Le colonel était prompt, mais ceci le démonta un peu.
– Bien entendu, dit-il ; sot que je suis ! Bien entendu ! Mais il tenait toujours la lettre.
Enfin, Mr. Henry avança la main, et il ne lui resta plus qu’à la donner. Mr. Henry prit les lettres (la sienne et celle de sa femme) et considéra leurs enveloppes, les sourcils froncés, comme s’il réfléchissait profondément. Il venait de m’étonner par son attitude parfaite ; mais à ce moment, il se surpassa.
– Permettez que je vous reconduise chez vous, dit-il à sa femme. L’événement a été un peu brusque, et, d’ailleurs, vous souhaitez sans doute lire votre lettre en particulier.
De nouveau elle lui lança le même regard de surprise ; mais sans lui laisser de temps, il s’avança vers elle.
– Cela vaut mieux ainsi, croyez-moi, dit-il ; et le colonel Burke est trop intelligent pour ne pas vous excuser.
Là-dessus, il lui prit le bout des doigts et l’emmena hors de la salle.
Mme Henry ne reparut plus de la soirée ; et lorsque Mr. Henry alla lui rendre visite le lendemain matin, comme je l’ai su longtemps après, elle lui rendit la lettre, non décachetée.
– Oh ! lisez-la, et que ce soit fini ! s’écria-t-il.
– Épargnez-moi cela, dit-elle.
Et par ces deux phrases, à mon idée, chacun défit une grande part de ce qu’ils avaient si bien commencé auparavant. Mais la lettre, pour finir, parvint entre mes mains, et fut brûlée par moi, non décachetée.

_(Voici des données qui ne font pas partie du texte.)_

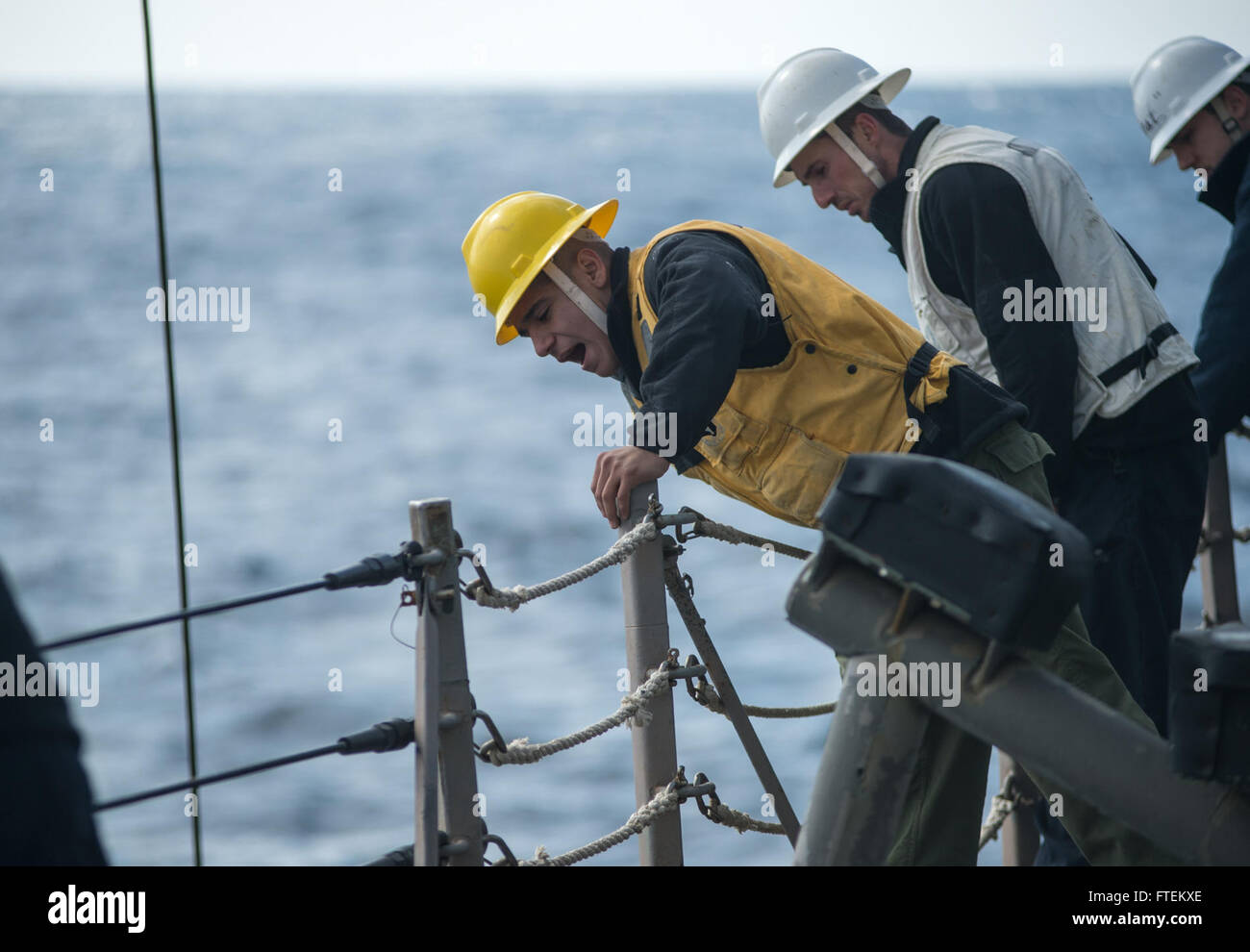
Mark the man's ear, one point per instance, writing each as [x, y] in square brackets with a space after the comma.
[592, 266]
[869, 129]
[1238, 101]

Afin de relater avec une exactitude parfaite les aventures du Maître, après Culloden, j’écrivis dernièrement au colonel Burke, aujourd’hui chevalier de l’ordre de Saint-Louis, pour lui demander quelques notes écrites, car je ne pouvais guère me fier à ma mémoire après un si long intervalle. Sa réponse, je l’avoue, m’embarrassa un peu ; car il m’envoyait les mémoires complets de sa vie, n’ayant trait au Maître que çà et là ; s’étendant sur une période beaucoup plus longue que mon histoire entière, et dont certains passages me semblaient peu édifiants. Il me priait dans sa lettre, datée d’Édimbourg, de lui trouver un éditeur pour le tout, après en avoir fait l’usage que bon me semblerait. Je pense mieux servir mon dessein personnel et répondre à son désir, en imprimant tout au long certains passages. Mes lecteurs y trouveront un récit détaillé et, je crois, véridique, de quelques épisodes essentiels ; et si le style du chevalier séduit quelque éditeur, il sait à qui demander le reste, que je tiens à sa disposition. J’insère ici mon premier extrait, qui tiendra lieu du récit fait par le chevalier, après souper, dans la salle de Derrisdeer. Vous supposerez toutefois qu’il offrit à Mylord non pas le fait brutal, mais une version très expurgée.